1.5 KiB
SELinux modules for GitLab
RHEL / Centos 7
The following files are named by the GitLab version they were first
introduced. For example, gitlab-7.2.0-ssh-keygen maps to GitLab v7.2. Both
.te (Type Enforcement) and .pp (Project Policy) files are included.
For reference, we created the .pp files from the .te files by using the following commands on CentOS:
checkmodule -M -m -o filename.mod filename.te
semodule_package -o filename.pp -m filename.mod
rhel/7/gitlab-7.2.0-ssh-keygen.pp
GitLab handles SSH public keys and we want to verify whether users input valid SSH keys using the ssh-keygen utility. Because ssh-keygen does not accept input from standard input, we need to create a temporary file. This SELinux module gives ssh-keygen permission to read the temporary file we create for it.

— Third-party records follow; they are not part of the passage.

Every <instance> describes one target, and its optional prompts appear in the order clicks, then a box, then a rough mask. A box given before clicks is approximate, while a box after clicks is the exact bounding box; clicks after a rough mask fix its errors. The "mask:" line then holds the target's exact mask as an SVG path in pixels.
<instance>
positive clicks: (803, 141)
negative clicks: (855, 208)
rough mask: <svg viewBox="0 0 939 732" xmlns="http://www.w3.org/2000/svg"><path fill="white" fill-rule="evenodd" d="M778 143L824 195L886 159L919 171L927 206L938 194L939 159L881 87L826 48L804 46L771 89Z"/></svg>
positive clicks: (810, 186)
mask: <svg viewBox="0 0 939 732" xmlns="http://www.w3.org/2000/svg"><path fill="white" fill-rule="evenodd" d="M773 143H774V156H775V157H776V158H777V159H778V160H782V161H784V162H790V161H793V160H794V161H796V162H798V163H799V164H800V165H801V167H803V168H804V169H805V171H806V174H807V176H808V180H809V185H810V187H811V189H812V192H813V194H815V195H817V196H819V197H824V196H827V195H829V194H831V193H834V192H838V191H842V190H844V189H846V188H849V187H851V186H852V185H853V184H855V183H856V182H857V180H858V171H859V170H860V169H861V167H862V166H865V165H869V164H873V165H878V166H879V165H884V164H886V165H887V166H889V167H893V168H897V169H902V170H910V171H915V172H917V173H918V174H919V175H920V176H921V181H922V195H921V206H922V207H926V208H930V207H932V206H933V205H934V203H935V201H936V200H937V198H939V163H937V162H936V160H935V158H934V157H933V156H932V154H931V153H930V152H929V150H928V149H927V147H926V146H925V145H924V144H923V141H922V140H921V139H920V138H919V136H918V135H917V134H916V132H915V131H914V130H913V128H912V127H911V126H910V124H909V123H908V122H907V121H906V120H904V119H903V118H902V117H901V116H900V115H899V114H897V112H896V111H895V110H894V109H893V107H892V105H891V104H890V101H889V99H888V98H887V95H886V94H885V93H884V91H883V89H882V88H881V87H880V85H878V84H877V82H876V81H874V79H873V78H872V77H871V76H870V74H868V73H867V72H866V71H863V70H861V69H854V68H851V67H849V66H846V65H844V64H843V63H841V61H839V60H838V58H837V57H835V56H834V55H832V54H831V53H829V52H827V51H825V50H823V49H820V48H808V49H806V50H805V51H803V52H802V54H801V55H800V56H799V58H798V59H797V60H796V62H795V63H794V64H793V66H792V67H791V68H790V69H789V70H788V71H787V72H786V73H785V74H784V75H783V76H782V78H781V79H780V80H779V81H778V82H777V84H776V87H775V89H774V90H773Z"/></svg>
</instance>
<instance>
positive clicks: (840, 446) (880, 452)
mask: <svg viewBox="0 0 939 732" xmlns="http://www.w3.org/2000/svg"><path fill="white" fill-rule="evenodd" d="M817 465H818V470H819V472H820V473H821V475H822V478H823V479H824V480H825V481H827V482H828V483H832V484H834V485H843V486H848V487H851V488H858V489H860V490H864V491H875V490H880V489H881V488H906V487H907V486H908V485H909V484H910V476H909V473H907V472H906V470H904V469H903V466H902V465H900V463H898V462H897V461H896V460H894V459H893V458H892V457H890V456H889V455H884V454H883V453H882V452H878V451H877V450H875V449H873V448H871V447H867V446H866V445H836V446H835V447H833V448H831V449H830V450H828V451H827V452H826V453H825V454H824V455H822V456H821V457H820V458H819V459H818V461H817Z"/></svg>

rhel/7/gitlab-10.5.0-ssh-authorized-keys.pp
To support fast SSH key lookups via the database GitLab needs additional permissions. This SELinux module gives sshd permission to do the following:
- Write to /var/log/gitlab/gitlab-shell.log
- Connect to the internal API via unicorn on port 8080
Outside of the module, the gitlab-shell recipe also grants specific permissions to read the files:
- /var/opt/gitlab/gitlab-shell/config.yml
- /var/opt/gitlab/gitlab-rails/etc/gitlab_shell_secret
By default, SELinux allocates port 8080 to the http_cache_port_t context. Note that if you have to change that port, you will have to create a custom SELinux module to accommodate that.